The CVSS 3.1 score of 7.5 (HIGH) reflects an attack vector that is network-accessible, requires no privileges or user interaction, and causes complete denial of service to the affected service. The severity does not reach CRITICAL only because there is no confidentiality or integrity impact; an attacker cannot read data, modify calls, or escalate privileges through this flaw. The score accurately reflects the real-world impact: service disruption without data breach.

Frequently asked questions

Can this vulnerability be exploited to steal voice data or eavesdrop on calls?

No. The out-of-bounds memory access causes a denial of service via process crash. The vulnerability does not enable reading sensitive call data, recording calls, or obtaining authentication credentials. The impact is limited to availability.

Do I need to upgrade if my FreeSWITCH instance is behind a firewall and only receives calls from trusted internal sources?

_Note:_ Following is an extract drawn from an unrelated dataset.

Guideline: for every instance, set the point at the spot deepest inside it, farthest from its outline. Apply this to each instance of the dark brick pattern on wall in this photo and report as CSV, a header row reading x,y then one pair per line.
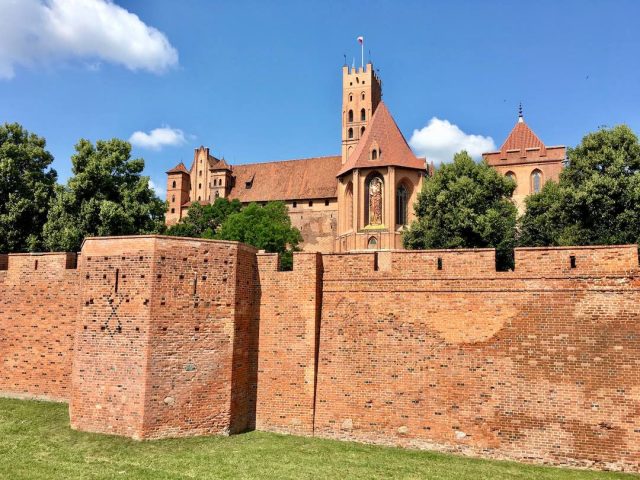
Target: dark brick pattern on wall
x,y
165,365
161,337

The risk is significantly lower in a fully internal network with access controls, but upgrade to 1.11.0 is still recommended as a defense-in-depth measure. If internal users or systems can be compromised, or if STUN traffic is received from untrusted intermediaries or carriers, treat the upgrade as urgent.

What versions of FreeSWITCH are affected?

All versions prior to 1.11.0 are vulnerable. This includes all 1.10.x and earlier releases. Check your installed version with 'fs_cli -x version' and upgrade if you are below 1.11.0.

Is there a workaround if I cannot upgrade immediately?

Network-level mitigation is your best option: restrict STUN traffic to trusted IP sources via firewall rules, or disable STUN entirely if your use case permits. However, these workarounds do not eliminate the vulnerability and are temporary measures until patching is completed.

This analysis is based on the published CVE description and does not constitute a complete security assessment. Organizations should verify patch availability and compatibility with their specific FreeSWITCH deployment version and configuration. CVSS scores represent standardized severity ratings but may not reflect risk in your specific environment; consider network exposure, asset criticality, and detection capabilities when prioritizing remediation. Consult the FreeSWITCH project's official security advisory for authoritative guidance on affected versions, patches, and remediation steps. Source: NVD (public-domain), retrieved 2026-07-18. Analysis generated by SEC.co (claude-haiku-4-5).